Einige wenige Institutionen allerdings erlauben, auch wenn das heute am
Rande des Illegalen schrammt, den privaten Besuch nach Voranmeldung, wie
der Kunstverein am Rosa-Luxemburg-Platz. Dort hat man dann das Glück, die
aktuelle von Raimar Stange kuratierte Ausstellung mit dem Titel „2050 –
Nature Morte, Kunst zum Klimawandel“ allein und in kontemplativer Ruhe zu
genießen.
In Anlehnung an die französische Bezeichnung für das klassische Sujet des
Stilllebens suggeriert der Ausstellungstitel auf plakative Weise, dass zum
Jahr 2050, für das die Bundesregierung Klimaneutralität angepeilt hat, für
die Natur bereits alles zu spät sei.
Die beteiligten elf KünstlerInnen haben dafür selbstbewusste wie plakative
Werke beigetragen, eines sogar im Wortsinn. Um es zu sehen, muss man nicht
einmal die Ausstellungsräume betreten, es hängt auf einer einzelnen
Plakatwand an der Ecke Karl-Liebknecht-Straße und Torstraße. Oliver Ressler
hat hier vollflächig ein Foto auseinanderdriftender Eisschollen angebracht,
in die eine einfache Gleichung eingesetzt wurde: Jedes Flugticket von New
York nach London und zurück kostet die Arktis 3 Quadratmeter Eis.

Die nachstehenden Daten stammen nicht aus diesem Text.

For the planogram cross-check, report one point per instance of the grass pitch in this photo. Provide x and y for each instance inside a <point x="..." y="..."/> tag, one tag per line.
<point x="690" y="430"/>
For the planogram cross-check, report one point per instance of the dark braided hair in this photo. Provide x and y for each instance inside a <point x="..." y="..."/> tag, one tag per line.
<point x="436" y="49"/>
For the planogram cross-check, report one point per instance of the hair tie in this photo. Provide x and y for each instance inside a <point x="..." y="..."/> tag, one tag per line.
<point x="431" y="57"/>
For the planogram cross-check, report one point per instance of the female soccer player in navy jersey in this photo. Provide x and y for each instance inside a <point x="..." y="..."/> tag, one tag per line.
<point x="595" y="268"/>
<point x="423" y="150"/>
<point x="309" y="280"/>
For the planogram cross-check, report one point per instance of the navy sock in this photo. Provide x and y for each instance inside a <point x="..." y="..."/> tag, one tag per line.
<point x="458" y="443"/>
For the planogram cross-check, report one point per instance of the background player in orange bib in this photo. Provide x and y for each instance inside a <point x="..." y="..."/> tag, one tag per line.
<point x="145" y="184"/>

Das Plakat ist Teil von Resslers längerfristig angelegtem Projekt
„Barricading the Ice Sheets“, das die Frage stellt, wie die Eisplatten an
den Polen geschützt werden können: ein Forschungsvorhaben über die
politischen Verflechtungen von Kunst und Klima-Aktivismus. Gegenüber dem
Berliner Ableger des Soho-House, einer Club-Hotelkette, die sich gerne als
Plattform für internationale Kreativ-Jetsetter stilisiert, entfaltet das
Plakat seine besondere Dringlichkeit.
Bereits im Eingangsbereich des L40 breitet sich Weltschmelz (2019/2020)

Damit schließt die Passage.